Lo hice por mí.
Le di un portazo en las narices a mi presente y lo convertí en pasado. Luego le puse un candado, le di dos vueltas de llave y la arrojé muy lejos, donde yacen los recuerdos que con el tiempo se convierten en olvido y mueren.
No lo hice por nadie, lo hice por mí.
Por primera vez supe lo que se sentía al mandar a la mierda todo aquello por lo que había sacrificado una parte de mi felicidad sin obtener recompensa. Todas mis ilusiones, mis sueños y mis ojalás. Todos depositados en las personas equivocadas, en el lugar equivocado y el momento equivocado. No sentí frustración ni decepción, sino alivio. Llevaba demasiado tiempo arrastrando un fardo lleno de responsabilidad por felicidades ajenas. No voy a decir que fue fácil abandonarlo a medio camino; ya formaba parte de mí, aunque era la parte menos buena: mi infelicidad. Así que esta vez no, no lo hice por nadie. Por primera vez no lo hice por nadie, lo hice sencillamente por mí.
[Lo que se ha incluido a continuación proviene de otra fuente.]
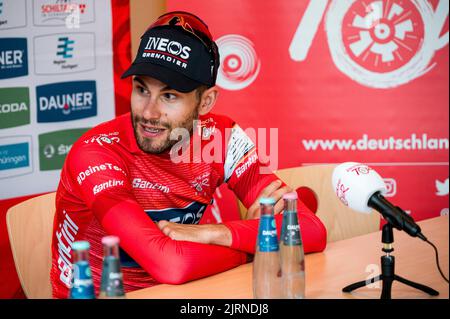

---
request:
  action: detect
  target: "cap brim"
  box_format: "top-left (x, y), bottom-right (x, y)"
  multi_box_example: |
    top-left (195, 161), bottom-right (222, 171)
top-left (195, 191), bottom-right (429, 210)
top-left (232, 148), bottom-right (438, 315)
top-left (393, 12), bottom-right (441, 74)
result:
top-left (121, 63), bottom-right (202, 93)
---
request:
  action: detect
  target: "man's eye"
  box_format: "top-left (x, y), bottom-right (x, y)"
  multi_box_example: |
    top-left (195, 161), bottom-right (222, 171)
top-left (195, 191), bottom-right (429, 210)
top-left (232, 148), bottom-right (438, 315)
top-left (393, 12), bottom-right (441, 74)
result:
top-left (163, 93), bottom-right (177, 101)
top-left (137, 85), bottom-right (148, 94)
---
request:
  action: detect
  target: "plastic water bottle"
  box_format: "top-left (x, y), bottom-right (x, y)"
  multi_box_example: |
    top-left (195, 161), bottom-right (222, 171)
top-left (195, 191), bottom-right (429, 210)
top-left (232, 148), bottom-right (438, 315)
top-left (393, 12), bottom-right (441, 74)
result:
top-left (280, 192), bottom-right (305, 299)
top-left (69, 241), bottom-right (95, 299)
top-left (99, 236), bottom-right (125, 299)
top-left (253, 198), bottom-right (283, 299)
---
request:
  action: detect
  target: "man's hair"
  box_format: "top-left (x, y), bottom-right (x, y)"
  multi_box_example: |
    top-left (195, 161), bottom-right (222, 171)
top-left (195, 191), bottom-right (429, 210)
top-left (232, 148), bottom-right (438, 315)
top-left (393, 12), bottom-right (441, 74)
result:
top-left (195, 85), bottom-right (208, 102)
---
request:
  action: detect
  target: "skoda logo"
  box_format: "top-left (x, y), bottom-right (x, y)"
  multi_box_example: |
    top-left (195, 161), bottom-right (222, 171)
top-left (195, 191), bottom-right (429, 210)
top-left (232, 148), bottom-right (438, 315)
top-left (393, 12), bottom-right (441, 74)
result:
top-left (44, 144), bottom-right (55, 158)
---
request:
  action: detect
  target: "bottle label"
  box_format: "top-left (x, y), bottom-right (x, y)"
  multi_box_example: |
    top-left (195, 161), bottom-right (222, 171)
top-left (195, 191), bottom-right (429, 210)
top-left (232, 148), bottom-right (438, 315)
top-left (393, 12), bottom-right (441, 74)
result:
top-left (258, 216), bottom-right (279, 252)
top-left (100, 256), bottom-right (125, 297)
top-left (70, 261), bottom-right (95, 299)
top-left (281, 211), bottom-right (302, 246)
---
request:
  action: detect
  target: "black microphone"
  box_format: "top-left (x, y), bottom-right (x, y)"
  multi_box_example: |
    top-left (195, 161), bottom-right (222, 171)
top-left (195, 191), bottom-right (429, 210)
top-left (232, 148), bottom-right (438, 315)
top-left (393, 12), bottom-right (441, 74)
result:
top-left (332, 162), bottom-right (427, 241)
top-left (367, 192), bottom-right (427, 241)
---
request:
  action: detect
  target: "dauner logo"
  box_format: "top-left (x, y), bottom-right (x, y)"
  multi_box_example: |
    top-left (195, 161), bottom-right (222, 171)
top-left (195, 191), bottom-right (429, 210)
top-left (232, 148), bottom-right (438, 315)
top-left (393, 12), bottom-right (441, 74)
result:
top-left (36, 81), bottom-right (97, 123)
top-left (0, 103), bottom-right (28, 113)
top-left (39, 92), bottom-right (94, 111)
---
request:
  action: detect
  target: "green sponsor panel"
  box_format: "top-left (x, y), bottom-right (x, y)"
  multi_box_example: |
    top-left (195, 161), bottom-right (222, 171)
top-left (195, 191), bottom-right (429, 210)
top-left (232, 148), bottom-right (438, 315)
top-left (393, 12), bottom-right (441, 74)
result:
top-left (0, 87), bottom-right (30, 129)
top-left (39, 128), bottom-right (89, 171)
Detrás de la puerta que he cerrado hay un pasado de decisiones muy meditadas. A veces acertadas, otras no. Pero todas tenían un denominador común: mi bienestar siempre era secundario. El temor a equivocarme en dichas decisiones pasaba por el miedo a perjudicar a otro o alterar de algún modo su tranquilidad. Y así pasé gran parte de mi vida, haciéndosela más cómoda a los demás sin importarme tanto los “pequeños sacrificios”.
Por eso ahora actúo sin temor a equivocarme. Porque cada decisión que tome en la que prevalezca mi propia felicidad será la acertada. Me equivocaré mil veces, pero me habré equivocado bien. Puede sonar egoísta, pero no lo es. Me debo mucho.